Pengumuman Darurat Sipil dilakukan dan wewenang Presiden. Tetapi resolusinya oleh DPR-RI, cq Komisi 1, 2, dan 3. Presiden juga perlu mendengar konsul dengan Mahkamah Agung dan Mahkamah Konstitusi.

Pada Darurat Sipil, ada sejumlah hak-hak sipil yang ditiadakan, antara lain hak untuk menyatakan merdeka dalam kasus separatisme, baik di ruang publik, maupun diruang privat sebagai subtansi. Semua yang berkaitan dengan separatisme dilarang, pelanggaran untuk itu ditangkap, "langsung masuk". Frasa langsung masuk, berasal dari KUHAP yg berarti tidak ada penangguhan penahanan. Saya setuju dengan usul penerapan hukum Darurat Sipil Papua untuk penyelesaian masalah secara komprehensif, minimal selama tiga tahun.
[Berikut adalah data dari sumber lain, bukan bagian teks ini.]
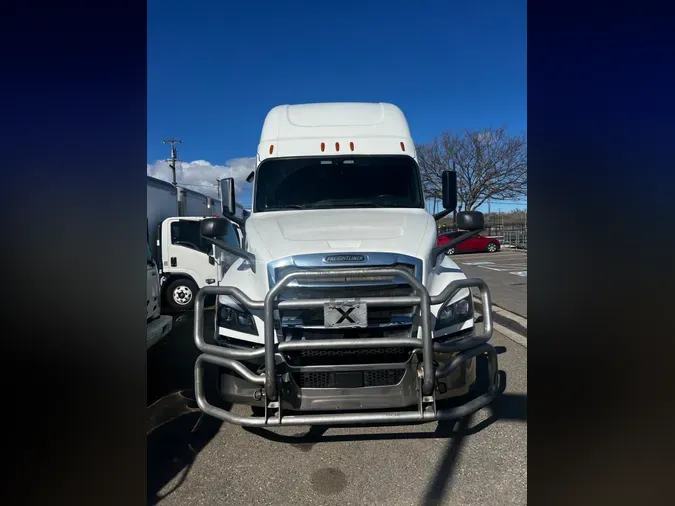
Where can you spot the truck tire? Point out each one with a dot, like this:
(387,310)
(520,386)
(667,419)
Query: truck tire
(180,294)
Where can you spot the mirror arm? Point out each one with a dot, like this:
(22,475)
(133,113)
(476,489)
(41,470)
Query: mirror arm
(442,249)
(442,214)
(249,257)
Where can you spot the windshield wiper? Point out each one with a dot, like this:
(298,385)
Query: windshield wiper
(285,208)
(342,205)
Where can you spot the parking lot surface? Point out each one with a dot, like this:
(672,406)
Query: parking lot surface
(478,461)
(505,272)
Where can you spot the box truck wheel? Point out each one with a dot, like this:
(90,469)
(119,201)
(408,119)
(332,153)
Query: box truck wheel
(180,294)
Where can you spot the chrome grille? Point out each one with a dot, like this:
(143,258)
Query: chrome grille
(358,379)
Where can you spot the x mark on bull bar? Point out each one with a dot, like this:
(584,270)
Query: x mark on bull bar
(345,315)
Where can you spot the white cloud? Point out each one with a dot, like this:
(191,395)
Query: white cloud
(201,175)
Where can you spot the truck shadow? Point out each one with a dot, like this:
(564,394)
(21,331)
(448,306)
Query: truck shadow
(176,430)
(506,407)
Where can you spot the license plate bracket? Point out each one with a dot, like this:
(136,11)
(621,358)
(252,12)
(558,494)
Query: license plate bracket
(349,379)
(345,314)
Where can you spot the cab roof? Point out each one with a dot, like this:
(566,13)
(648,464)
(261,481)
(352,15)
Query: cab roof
(335,128)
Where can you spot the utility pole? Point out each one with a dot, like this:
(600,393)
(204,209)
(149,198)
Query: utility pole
(174,158)
(454,212)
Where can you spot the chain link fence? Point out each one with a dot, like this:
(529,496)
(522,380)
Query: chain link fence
(510,235)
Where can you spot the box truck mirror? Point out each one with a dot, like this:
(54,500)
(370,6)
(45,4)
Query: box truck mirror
(227,191)
(449,180)
(214,227)
(470,220)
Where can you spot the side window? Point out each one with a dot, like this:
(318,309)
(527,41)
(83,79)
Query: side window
(186,233)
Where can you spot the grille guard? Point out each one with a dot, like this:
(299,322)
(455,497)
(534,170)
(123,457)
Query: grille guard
(468,347)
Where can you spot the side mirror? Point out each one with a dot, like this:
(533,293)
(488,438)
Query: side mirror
(214,227)
(470,220)
(227,191)
(449,179)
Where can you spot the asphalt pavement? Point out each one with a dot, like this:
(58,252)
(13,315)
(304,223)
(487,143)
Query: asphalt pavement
(505,272)
(481,460)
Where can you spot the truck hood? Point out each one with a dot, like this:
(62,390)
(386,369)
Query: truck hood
(274,235)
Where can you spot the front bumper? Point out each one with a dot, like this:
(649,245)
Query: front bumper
(277,392)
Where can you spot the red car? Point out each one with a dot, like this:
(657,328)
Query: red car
(475,243)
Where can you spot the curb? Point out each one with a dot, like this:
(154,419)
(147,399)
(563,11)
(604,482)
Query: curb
(507,323)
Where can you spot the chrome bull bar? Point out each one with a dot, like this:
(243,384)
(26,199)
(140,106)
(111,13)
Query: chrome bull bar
(468,347)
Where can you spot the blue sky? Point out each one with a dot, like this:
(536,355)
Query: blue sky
(215,68)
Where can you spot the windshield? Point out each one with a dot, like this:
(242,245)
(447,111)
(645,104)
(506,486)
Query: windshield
(338,182)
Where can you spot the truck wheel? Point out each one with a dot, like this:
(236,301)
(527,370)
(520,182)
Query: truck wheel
(180,294)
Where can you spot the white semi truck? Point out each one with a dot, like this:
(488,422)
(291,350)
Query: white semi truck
(185,262)
(340,307)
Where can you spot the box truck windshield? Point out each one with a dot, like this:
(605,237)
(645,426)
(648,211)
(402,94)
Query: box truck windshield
(338,182)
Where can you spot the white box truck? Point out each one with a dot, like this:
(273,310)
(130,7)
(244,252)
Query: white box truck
(185,262)
(158,325)
(340,307)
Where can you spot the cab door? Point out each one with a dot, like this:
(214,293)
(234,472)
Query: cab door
(189,254)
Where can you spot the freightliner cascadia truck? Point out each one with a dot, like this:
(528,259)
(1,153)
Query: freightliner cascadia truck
(340,307)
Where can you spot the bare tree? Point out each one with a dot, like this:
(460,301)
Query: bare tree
(490,164)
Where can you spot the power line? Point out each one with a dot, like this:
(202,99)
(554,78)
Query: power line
(174,157)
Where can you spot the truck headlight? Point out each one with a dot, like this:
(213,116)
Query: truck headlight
(452,314)
(233,319)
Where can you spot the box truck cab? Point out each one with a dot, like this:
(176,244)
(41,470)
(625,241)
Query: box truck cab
(190,263)
(158,325)
(340,307)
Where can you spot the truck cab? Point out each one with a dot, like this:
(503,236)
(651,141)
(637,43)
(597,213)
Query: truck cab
(341,307)
(158,325)
(190,263)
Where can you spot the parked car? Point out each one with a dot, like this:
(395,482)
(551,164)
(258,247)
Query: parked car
(475,243)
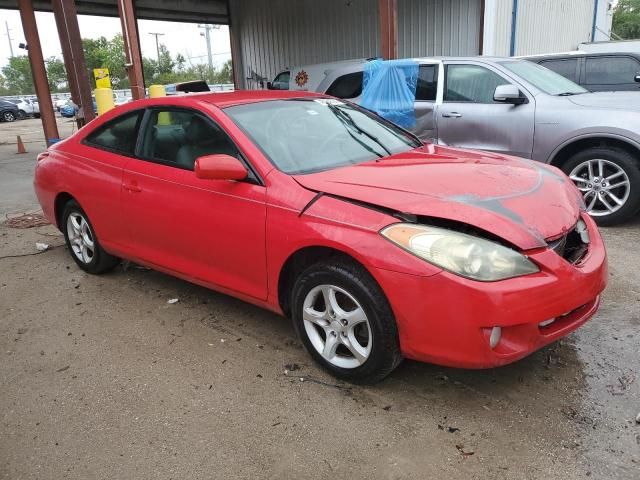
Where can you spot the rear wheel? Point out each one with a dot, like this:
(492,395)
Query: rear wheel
(82,241)
(9,117)
(345,322)
(609,179)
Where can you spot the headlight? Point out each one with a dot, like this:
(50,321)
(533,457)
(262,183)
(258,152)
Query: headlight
(463,254)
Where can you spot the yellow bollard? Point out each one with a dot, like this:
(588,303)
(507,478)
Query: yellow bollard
(104,100)
(155,91)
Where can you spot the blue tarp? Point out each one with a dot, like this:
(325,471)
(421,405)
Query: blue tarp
(389,89)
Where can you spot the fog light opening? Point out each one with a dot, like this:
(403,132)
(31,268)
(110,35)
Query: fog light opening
(494,338)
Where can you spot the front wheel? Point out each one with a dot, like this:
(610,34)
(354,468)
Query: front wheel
(345,322)
(82,241)
(9,116)
(609,179)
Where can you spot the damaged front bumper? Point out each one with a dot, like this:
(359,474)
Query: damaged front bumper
(453,321)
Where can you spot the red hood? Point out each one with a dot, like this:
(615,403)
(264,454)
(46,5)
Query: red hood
(521,201)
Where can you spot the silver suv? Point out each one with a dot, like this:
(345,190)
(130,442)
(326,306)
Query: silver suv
(519,108)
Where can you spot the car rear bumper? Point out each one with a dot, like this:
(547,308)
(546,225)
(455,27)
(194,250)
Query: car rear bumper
(447,320)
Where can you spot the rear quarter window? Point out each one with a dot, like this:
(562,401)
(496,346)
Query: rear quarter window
(346,86)
(118,135)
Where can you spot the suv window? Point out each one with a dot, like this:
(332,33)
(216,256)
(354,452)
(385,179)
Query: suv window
(470,83)
(118,135)
(347,86)
(567,68)
(611,70)
(177,137)
(427,85)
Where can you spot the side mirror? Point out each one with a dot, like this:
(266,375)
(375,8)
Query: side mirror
(508,94)
(220,167)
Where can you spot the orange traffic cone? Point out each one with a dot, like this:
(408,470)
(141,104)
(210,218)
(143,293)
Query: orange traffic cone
(21,148)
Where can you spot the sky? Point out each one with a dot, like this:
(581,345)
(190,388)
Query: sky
(181,38)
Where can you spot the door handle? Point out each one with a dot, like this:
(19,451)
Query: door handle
(132,187)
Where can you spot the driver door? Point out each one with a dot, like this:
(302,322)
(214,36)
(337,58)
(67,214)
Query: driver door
(210,231)
(470,118)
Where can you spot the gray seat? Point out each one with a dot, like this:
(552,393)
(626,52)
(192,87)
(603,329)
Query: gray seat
(202,139)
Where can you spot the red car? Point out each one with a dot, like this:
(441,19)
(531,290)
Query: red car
(378,246)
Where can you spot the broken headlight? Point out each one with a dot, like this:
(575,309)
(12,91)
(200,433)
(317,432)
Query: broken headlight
(459,253)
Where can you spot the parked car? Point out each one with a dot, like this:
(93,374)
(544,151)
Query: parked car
(597,72)
(378,246)
(516,107)
(8,111)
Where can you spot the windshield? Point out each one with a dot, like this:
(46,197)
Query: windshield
(307,135)
(543,78)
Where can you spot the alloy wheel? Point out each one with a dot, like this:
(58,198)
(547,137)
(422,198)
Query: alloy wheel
(605,186)
(337,326)
(81,238)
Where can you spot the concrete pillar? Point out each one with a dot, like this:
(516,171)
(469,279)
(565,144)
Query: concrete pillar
(388,13)
(71,42)
(38,71)
(132,48)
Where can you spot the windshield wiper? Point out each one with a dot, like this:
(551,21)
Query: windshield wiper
(345,117)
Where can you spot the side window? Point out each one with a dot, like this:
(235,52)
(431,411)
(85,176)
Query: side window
(470,83)
(611,70)
(346,86)
(177,137)
(566,68)
(427,85)
(118,135)
(281,82)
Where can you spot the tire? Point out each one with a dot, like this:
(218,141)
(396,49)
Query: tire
(612,195)
(366,350)
(8,116)
(82,243)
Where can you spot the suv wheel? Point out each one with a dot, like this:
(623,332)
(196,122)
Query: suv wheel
(9,117)
(345,322)
(609,179)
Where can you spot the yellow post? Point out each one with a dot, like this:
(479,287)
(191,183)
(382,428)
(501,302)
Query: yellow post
(104,100)
(155,91)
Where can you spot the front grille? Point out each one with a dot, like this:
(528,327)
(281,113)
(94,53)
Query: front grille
(574,245)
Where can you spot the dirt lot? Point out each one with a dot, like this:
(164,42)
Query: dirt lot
(100,377)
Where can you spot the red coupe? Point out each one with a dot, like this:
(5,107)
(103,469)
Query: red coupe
(378,246)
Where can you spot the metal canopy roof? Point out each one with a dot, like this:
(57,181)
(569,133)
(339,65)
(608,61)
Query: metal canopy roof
(195,11)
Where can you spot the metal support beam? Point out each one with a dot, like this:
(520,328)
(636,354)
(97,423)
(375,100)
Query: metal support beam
(69,32)
(38,71)
(388,13)
(132,48)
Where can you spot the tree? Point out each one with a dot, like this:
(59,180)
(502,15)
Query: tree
(626,19)
(57,74)
(17,74)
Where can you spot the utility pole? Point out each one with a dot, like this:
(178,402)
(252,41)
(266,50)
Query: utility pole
(157,44)
(207,37)
(6,24)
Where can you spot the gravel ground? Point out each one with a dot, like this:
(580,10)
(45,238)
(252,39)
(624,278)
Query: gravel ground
(100,377)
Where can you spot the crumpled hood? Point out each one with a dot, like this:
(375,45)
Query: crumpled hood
(608,100)
(522,201)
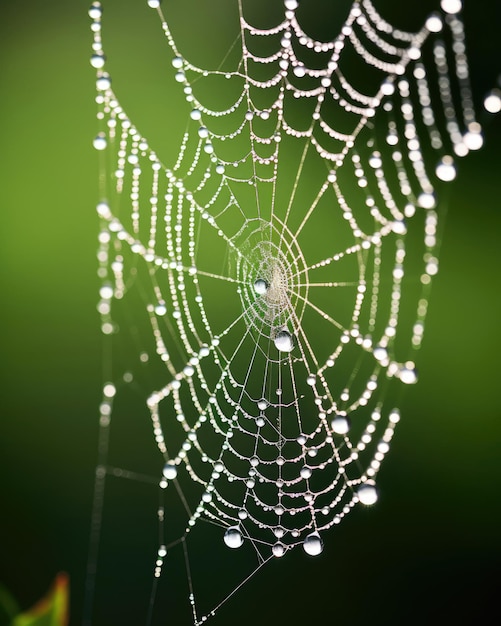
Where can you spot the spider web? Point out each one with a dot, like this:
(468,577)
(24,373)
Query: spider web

Pertama, Darurat Sipil akan mengatasi intervensi regional dan internasional yang bermain di belakang Papua Merdeka. Kedua, Darurat Sipil segera mengenyahkan isu Papua Merdeka hingga ke pelosok dan ke dalam rumah. Ketiga, dalam Darurat Sipil, semua bahan, sejak bendera, surat, bicara, perkumpulan, demonstrasi dilarang, yang menjadi subtansi, adalah pelanggaran, ditangkap langsung masuk. Keempat, dalam Hukum Darurat Sipil, semua aktivitas, dalam dan di luar rumah yang melibatkan nama, jargon, icon, orang, tokoh, tulisan dan non tulisan, publikasi Papua Merdeka, ditangkap langsung masuk. Kelima, Darurat Sipil menyensor semua publikasi, surat menyurat, termasuk surat-surat elektronik, chatting dan lain-lain yang melanggar ditangkap langsung masuk. Keenam, Darurat Sipil meniadakan hak yang menyangkut subtansi, Papua Merdeka, yang melanggar ditangkap, langsung masuk.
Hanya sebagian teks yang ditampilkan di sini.